The salvation requirement. It is the Lords table and not the churches table. Paul wrote to instruct the church at Corinth a church that was a real mess. They had abused the Lords table eating and drinking like a bunch of modern day party goers. Their heart attitude was way out of line with God and His holiness and purity.

Now we are clearly instructed to examine ourselves before we partake. This is self examination before the Lord not examination of each other in public. Some in the church at Corinth were eating without regard to the Lord and were weak and sickly and some were dead. This is physical death and not spiritual death.

If the Lord is convicting your heart about a specific sin then you need to address that with Him before you eat. If someone else is on you about your smoking then that is a different matter. Smoking is something I think you should stop for the sake of your testimony. In the past smoking was considered medicinal in the treatment of asthma. Some old time preachers smoked. I think C.H. Spurgeon was one such mighty man used of God who indulged. Smoking stinks and while it won't send you to hell it does make you smell like you visited there. Would your witness before the lost that you love and desire to see saved be more effective if you quit? The Lord can give you victory over smoking and peace about the matter.

I cannot in good conscience suggest that one ever take the Lords table lightly. We are remembering how His body was broken for us and His blood was shed for us on Calvary. High and holy thoughts indeed. Jesus has cleansed us from our sin. Jesus washed the disciples feet that they might be clean every bit to wit. Ask of Him a clean heart with which to eat and He will give it to you. Eat or don't eat because you are persuaded of the Lord and not of men. We did not merit salvation but He saved us and only in His righteousness are we made worthy to commune with Him at His table. He loved us when we were sinners how much more now that we are His. I think He wants us to come to His table because we are not worthy just redeemed and rejoicing to say so.

There is great joy and peace when we draw close to our Lord and have fellowship with Him.
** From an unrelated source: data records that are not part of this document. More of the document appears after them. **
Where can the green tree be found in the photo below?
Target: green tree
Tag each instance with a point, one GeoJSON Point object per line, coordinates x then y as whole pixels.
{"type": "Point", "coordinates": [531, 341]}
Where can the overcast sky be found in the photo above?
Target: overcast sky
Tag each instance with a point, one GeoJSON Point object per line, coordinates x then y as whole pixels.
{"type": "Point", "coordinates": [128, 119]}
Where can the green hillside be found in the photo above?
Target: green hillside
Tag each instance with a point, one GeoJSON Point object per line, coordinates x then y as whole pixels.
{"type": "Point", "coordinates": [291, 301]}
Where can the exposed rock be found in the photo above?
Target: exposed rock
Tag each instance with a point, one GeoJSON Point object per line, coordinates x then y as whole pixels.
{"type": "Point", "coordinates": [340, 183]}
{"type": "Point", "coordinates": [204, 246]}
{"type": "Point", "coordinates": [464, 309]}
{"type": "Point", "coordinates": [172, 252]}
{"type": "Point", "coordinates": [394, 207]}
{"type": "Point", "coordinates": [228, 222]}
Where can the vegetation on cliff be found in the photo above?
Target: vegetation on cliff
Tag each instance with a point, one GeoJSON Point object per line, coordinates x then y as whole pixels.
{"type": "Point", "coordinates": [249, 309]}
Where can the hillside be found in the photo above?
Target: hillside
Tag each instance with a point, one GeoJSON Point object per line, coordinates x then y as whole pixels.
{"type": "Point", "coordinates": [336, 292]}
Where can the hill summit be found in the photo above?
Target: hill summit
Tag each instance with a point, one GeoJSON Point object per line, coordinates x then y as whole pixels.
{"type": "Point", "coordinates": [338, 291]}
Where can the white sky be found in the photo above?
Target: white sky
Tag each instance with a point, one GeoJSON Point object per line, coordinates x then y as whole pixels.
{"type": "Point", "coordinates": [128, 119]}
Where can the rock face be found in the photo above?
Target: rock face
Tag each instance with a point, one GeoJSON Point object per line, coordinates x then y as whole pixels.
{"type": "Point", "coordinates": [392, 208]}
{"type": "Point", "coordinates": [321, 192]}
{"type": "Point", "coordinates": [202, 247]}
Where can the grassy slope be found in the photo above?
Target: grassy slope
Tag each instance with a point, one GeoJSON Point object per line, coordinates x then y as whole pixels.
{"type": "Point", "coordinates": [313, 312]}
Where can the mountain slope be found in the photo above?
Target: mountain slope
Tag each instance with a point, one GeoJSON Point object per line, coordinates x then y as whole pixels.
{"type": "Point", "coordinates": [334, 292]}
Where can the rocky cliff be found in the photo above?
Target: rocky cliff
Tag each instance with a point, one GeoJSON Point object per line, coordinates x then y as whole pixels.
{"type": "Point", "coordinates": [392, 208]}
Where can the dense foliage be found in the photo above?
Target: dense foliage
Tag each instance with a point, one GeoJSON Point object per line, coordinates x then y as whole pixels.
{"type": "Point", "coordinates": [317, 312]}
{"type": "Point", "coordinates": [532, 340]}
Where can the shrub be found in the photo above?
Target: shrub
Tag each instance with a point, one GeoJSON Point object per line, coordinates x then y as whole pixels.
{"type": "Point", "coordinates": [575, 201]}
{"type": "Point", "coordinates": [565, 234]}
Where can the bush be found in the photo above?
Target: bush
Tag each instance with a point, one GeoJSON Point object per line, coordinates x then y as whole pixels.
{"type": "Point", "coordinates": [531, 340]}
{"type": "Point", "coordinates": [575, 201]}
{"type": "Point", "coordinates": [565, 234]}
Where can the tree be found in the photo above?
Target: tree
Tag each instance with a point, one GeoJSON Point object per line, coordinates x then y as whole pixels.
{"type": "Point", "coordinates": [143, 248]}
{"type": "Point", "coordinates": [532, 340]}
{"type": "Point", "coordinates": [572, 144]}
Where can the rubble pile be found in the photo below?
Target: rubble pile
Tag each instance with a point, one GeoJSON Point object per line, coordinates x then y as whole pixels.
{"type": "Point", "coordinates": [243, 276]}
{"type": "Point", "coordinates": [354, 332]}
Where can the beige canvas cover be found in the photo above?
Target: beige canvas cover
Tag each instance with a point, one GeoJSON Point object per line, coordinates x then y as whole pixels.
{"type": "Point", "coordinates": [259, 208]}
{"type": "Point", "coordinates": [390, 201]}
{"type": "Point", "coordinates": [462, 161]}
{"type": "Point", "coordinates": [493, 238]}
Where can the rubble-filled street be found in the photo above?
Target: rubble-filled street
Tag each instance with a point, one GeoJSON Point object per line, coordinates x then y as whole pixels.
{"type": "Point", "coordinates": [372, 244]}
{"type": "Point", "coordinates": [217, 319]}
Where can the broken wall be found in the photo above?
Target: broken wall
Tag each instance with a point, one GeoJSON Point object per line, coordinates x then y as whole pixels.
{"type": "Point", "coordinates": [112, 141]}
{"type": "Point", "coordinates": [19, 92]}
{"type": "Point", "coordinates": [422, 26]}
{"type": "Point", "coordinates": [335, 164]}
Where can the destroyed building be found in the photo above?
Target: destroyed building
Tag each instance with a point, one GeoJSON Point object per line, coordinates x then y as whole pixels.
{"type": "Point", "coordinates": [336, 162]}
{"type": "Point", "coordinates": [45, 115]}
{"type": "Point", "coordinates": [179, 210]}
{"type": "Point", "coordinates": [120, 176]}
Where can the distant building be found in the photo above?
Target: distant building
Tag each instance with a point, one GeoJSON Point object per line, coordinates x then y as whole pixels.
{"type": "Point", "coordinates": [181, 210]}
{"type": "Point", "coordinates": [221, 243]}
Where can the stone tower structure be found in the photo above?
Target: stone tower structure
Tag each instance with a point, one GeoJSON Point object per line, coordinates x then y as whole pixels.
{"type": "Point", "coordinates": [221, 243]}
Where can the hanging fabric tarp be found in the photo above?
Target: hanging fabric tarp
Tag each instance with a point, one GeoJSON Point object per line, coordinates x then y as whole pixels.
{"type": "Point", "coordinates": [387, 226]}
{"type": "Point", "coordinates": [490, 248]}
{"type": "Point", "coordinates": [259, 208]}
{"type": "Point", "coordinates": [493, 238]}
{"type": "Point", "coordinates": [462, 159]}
Peace and joy the world cannot know.

For the cause of Christ
Roger

tim_from_pa
Dec 2nd 2009, 01:56 PM
Now consider what 2000 years of religion and tradition has reduced it to.
A squirt of juice and a crumb of bread,
taken in silence and isolated introspection,
while many are in fear, focusing on their sin.

I so long to see our communion restored to its fullness!

That's because a squirt of juice and crumb of bread has been the main diet of spiritual teaching unfortunately.

Firefighter
Dec 2nd 2009, 03:34 PM
That's because a squirt of juice and crumb of bread has been the main diet of spiritual teaching unfortunately.

:rofl::rofl::rofl::rofl::rofl:

I am often amazed at the bits of truth I often see here on this board. This was one of them.

BroRog
Dec 2nd 2009, 04:53 PM
I want to come at this from left field so please bear with me.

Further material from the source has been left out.